Hierarchical Generation of Molecular Graphs using Structural Motifs

Authors: Wengong Jin, Dr.Regina Barzilay, Tommi Jaakkola

ICML 2020 | Conference PDF | Archive PDF | Plain Text | LLM Run Details

Reproducibility Variable Result LLM Response
Research Type Experimental We evaluate our model on multiple molecule generation tasks, including polymers, and show that our model significantly outperforms previous state-of-the-art baselines. ... The proposed model is evaluated on various tasks ranging from polymer generative modeling to graph translation for molecule property optimization. ... Our method (Hier VAE) significantly outperforms all previous methods in terms of reconstruction accuracy (79.9% vs 58.5%).

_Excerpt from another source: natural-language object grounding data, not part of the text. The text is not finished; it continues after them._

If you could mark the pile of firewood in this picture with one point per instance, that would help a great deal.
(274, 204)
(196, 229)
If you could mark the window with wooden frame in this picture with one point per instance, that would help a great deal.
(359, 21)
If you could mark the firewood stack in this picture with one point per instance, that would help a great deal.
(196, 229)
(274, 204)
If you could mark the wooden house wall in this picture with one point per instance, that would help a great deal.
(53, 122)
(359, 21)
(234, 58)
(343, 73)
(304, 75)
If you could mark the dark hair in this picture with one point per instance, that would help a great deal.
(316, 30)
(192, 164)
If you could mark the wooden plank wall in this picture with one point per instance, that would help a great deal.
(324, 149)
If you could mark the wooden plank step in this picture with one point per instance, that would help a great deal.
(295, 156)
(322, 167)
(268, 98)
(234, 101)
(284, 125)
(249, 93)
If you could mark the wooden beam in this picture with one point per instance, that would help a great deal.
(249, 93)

Researcher Affiliation Academia Wengong Jin 1 Regina Barzilay 1 Tommi Jaakkola 1 1MIT CSAIL. Correspondence to: Wengong Jin <wengong@csail.mit.edu>.
Pseudocode No The paper describes the architecture and processes in prose but does not include any pseudocode or algorithm blocks.

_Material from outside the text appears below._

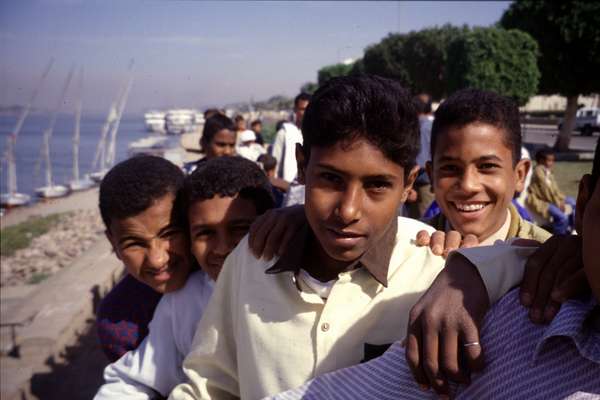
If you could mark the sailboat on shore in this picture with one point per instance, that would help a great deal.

Open Source Code Yes 1https://github.com/wengong-jin/hgraph2graph
Open Datasets Yes Our method is evaluated on the polymer dataset from St. John et al. (2019), which contains 86K polymers in total (after removing duplicates). The dataset is divided into 76K, 5K and 5K for training, validation and testing.

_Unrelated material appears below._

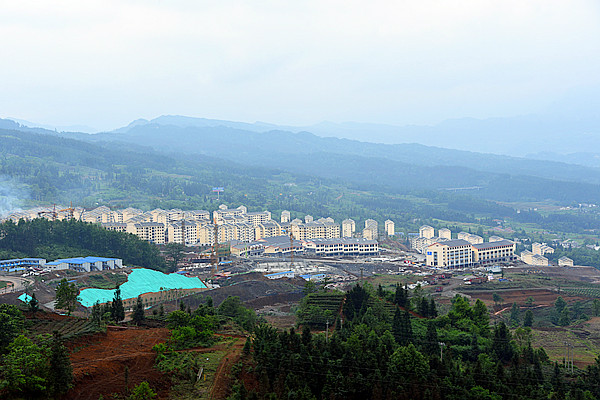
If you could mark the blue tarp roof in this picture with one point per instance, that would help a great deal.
(279, 273)
(25, 298)
(80, 260)
(141, 281)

Dataset Splits Yes The dataset is divided into 76K, 5K and 5K for training, validation and testing.
Hardware Specification No The paper does not provide specific hardware details (e.g., GPU/CPU models, memory) used for running its experiments.
Software Dependencies No The paper does not list specific software dependencies with version numbers (e.g., Python, PyTorch, CUDA versions).
Experiment Setup No The paper describes the model architecture and training objective (ELBO, teacher forcing) but does not explicitly provide concrete hyperparameter values (e.g., learning rate, batch size, number of epochs, specific optimizer settings) for the experimental setup.